The Duke of Noailles wrote, “The number of Protestants in the district of Nîsmes is about a hundred and forty thousand. I believe, that, at the end of the month, none will be left.”

Deluded by these reports, Louis XIV., on the 18th of October, 1685, signed the Revocation of the Edict of Nantes. In the preamble to this fatal act, he said,—

“We see now, with the just acknowledgment we owe to God, that our measures have secured the end which we ourselves proposed, since the better and greater part of our subjects of the pretended reformed religion have embraced the Catholic faith; and the maintenance of the Edict of Nantes remains, therefore, superfluous.”

By this act it was declared that the Protestant worship should be nowhere tolerated in France. All Protestant pastors were ordered to leave the kingdom within fifteen days, under penalty of being sent to the galleys. Protestant pastors who would abjure their faith were promised a salary one-third more than they had previously enjoyed. Parents were forbiddento instruct their children in the Protestant religion. Every child born in the kingdom was to be baptized and educated by a Catholic priest. All Protestant Frenchmen, out of France, were ordered to return within four months, under penalty of confiscation of property. Any Protestant layman or woman who should attempt to leave France, was, if arrested, doomed to imprisonment for life.

Such were the infamous decrees enacted in France but two hundred years ago. The woes they caused can never be gauged: the calamities they entailed upon France have been awful. Hundreds of thousands, in defiance of poverty, the dungeon, and utter temporal ruin, adhered to their faith: thousands, haggard with want and despair, through all conceivable suffering, effected their escape.

At the time of the Revocation, the Protestant population of France was estimated at between two and three millions. Though the edict was enforced by the government with the utmost severity, many noble-hearted Catholics sympathized with the Protestants, befriended them in various ways, and aided them to escape. Though guards were placed upon every road leading to the frontiers, and thousands of fugitives were arrested, still thousands escaped. Some, in armed bands, fought their way with drawn swords; some obtained passports from kind-hearted Catholic governors; some bribed their guards; some travelled by night from hiding-place to hiding-place; some assumed the disguise of peddlers selling Catholic relics. It is estimated by Catholic writers that about two hundred and thirty thousand escaped. Antoine Court, one of the Protestant pastors, places the number as high as eight hundred thousand. M. Sismondi thinks that as many perished as escaped: he places the number of each at between three and four hundred thousand.

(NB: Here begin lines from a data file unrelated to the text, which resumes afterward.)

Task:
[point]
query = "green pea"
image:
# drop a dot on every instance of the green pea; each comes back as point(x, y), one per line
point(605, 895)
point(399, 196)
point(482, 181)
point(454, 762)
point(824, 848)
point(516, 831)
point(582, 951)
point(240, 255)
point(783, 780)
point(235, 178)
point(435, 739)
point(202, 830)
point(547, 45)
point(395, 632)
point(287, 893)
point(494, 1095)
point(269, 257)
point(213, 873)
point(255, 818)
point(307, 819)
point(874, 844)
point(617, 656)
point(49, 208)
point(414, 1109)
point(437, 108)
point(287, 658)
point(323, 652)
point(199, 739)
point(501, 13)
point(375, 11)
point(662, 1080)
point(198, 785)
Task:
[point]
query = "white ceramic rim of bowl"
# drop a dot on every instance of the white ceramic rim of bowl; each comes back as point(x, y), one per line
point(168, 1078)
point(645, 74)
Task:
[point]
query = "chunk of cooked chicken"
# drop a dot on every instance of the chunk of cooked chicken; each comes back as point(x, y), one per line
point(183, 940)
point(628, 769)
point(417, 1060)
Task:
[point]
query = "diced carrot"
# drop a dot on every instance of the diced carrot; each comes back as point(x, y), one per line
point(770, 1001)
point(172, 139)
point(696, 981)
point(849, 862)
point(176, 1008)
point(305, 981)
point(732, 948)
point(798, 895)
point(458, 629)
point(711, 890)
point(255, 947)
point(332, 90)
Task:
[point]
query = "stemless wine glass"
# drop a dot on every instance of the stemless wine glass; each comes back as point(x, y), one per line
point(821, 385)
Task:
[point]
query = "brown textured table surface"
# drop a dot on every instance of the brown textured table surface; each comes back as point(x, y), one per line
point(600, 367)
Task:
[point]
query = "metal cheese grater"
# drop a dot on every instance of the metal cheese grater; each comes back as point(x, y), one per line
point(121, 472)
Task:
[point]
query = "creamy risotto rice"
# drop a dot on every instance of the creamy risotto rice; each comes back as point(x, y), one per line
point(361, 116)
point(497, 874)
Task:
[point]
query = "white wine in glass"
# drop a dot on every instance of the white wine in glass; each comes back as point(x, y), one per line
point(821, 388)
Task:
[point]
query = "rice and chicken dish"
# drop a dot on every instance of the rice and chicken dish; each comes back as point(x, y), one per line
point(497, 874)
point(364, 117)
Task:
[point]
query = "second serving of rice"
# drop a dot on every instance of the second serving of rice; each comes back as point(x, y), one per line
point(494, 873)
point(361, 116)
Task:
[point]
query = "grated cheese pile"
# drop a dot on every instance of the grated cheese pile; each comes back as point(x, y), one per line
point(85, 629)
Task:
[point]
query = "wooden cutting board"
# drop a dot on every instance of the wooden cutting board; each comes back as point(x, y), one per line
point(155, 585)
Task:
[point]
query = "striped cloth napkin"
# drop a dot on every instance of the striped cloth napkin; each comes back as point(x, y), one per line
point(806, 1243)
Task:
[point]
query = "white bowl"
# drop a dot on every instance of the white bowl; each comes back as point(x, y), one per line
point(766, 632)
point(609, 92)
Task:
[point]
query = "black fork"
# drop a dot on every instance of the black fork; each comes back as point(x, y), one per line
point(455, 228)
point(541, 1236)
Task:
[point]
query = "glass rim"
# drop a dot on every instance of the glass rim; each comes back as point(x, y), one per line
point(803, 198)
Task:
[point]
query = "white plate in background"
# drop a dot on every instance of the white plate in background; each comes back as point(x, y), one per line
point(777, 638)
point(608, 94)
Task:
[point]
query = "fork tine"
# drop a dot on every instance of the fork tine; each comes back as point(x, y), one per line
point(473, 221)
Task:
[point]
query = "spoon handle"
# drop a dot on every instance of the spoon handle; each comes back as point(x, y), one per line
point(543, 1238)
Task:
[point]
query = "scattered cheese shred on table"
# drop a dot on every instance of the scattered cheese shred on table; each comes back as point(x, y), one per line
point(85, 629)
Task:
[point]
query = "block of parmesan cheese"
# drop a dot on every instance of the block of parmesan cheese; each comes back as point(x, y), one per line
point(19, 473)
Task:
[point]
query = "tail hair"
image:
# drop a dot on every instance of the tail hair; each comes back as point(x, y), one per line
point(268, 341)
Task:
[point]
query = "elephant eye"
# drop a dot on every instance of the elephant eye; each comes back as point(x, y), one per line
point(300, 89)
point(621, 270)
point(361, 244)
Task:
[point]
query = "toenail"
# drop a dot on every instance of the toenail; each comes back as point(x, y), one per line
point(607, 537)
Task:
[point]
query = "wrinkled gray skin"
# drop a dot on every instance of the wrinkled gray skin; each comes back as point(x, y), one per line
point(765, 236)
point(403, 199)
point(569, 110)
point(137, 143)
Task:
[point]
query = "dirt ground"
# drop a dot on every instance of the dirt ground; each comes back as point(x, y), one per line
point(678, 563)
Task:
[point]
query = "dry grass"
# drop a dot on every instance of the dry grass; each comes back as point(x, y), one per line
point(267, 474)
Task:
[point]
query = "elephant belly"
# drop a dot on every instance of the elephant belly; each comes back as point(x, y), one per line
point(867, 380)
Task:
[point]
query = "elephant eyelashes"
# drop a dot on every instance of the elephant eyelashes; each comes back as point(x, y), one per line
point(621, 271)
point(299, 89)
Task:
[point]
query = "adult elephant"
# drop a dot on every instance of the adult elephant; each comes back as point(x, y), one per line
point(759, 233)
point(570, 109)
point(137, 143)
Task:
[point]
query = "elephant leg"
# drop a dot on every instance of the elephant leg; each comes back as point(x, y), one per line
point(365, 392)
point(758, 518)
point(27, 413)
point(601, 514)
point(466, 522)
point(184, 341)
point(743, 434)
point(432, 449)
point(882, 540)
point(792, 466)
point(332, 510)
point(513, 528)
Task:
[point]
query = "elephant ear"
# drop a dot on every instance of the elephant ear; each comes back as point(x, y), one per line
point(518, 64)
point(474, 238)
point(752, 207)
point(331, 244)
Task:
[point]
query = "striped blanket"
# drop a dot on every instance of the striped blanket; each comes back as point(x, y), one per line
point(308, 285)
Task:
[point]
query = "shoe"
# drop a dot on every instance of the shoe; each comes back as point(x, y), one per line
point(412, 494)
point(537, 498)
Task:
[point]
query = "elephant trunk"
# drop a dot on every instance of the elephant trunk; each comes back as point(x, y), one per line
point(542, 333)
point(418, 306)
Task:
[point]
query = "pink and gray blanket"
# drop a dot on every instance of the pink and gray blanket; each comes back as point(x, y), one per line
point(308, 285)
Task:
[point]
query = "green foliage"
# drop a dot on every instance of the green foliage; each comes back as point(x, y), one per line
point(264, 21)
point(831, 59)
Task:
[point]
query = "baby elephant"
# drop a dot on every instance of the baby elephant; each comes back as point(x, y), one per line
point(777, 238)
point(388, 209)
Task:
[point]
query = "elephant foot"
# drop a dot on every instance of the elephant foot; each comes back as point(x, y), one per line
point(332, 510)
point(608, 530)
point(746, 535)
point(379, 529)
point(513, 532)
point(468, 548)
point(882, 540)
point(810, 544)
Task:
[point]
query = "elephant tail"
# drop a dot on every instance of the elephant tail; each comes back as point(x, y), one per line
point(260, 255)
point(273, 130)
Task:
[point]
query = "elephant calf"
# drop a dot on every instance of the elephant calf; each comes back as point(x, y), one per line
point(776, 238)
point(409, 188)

The suffering was awful. Multitudes perished of cold, hunger, and exhaustion. Thousands were shot by the soldiery. So many were arrested, that the prisons and galleys of France were crowded with victims. Among these were many men illustrious in rank and culture. The arrival of the fugitives,emaciate and woe-stricken, upon the soil of Protestant countries, created intense sensation. From every Protestant court in Europe a cry of indignation arose. England, Switzerland, Holland, Prussia, Denmark, Sweden, received the sufferers with warm demonstrations of hospitality and sympathy.

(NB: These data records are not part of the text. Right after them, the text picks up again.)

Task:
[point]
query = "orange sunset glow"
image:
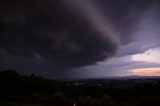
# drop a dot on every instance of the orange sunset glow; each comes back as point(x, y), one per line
point(146, 71)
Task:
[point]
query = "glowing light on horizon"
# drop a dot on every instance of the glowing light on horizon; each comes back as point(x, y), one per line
point(146, 71)
point(150, 56)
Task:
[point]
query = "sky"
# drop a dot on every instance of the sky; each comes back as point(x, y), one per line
point(69, 39)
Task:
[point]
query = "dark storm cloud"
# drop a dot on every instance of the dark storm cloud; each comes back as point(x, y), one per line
point(54, 31)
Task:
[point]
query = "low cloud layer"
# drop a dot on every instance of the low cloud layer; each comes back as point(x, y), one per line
point(64, 32)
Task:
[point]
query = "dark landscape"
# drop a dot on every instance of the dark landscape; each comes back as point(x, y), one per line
point(79, 52)
point(20, 90)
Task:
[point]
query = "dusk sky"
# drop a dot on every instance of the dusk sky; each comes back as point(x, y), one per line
point(68, 39)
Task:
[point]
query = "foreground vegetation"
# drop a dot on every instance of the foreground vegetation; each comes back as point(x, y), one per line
point(19, 90)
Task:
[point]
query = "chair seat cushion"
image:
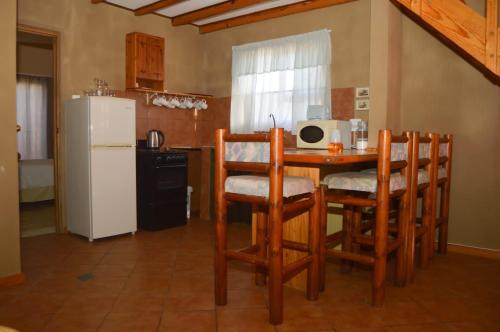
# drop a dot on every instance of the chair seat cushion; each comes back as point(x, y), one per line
point(362, 181)
point(259, 185)
point(423, 176)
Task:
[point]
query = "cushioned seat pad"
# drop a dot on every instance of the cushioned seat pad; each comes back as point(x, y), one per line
point(259, 185)
point(362, 181)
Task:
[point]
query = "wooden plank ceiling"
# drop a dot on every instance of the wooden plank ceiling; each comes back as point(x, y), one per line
point(213, 15)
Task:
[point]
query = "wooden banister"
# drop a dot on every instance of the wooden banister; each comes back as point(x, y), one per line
point(475, 34)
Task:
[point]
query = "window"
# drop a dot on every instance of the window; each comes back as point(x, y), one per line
point(279, 77)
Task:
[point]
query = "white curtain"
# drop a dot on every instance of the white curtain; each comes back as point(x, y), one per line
point(280, 77)
point(32, 116)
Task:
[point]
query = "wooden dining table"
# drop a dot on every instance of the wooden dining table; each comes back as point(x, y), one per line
point(315, 164)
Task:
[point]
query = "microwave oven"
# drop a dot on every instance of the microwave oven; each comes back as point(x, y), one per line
point(316, 134)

The loss to France was irreparable. Only one year after the Revocation, Marshal Vauban wrote,—

“France has lost a hundred thousand inhabitants, sixty millions of coined money, nine thousand sailors, twelve thousand disciplined soldiers, six hundred officers, and her most flourishing manufactures.”

The fanatic king, instead of being softened by these woes, became more unrelenting. He issued an ordinance requiring that all the children between five and sixteen years of age, of parents suspected of Protestantism, should be taken from their homes, and placed in Catholic families. All books which it was thought in any way favored the Protestant faith were seized and burned.“The Bible itself, the Bible above all, was confiscated and burned with persevering animosity.”[214]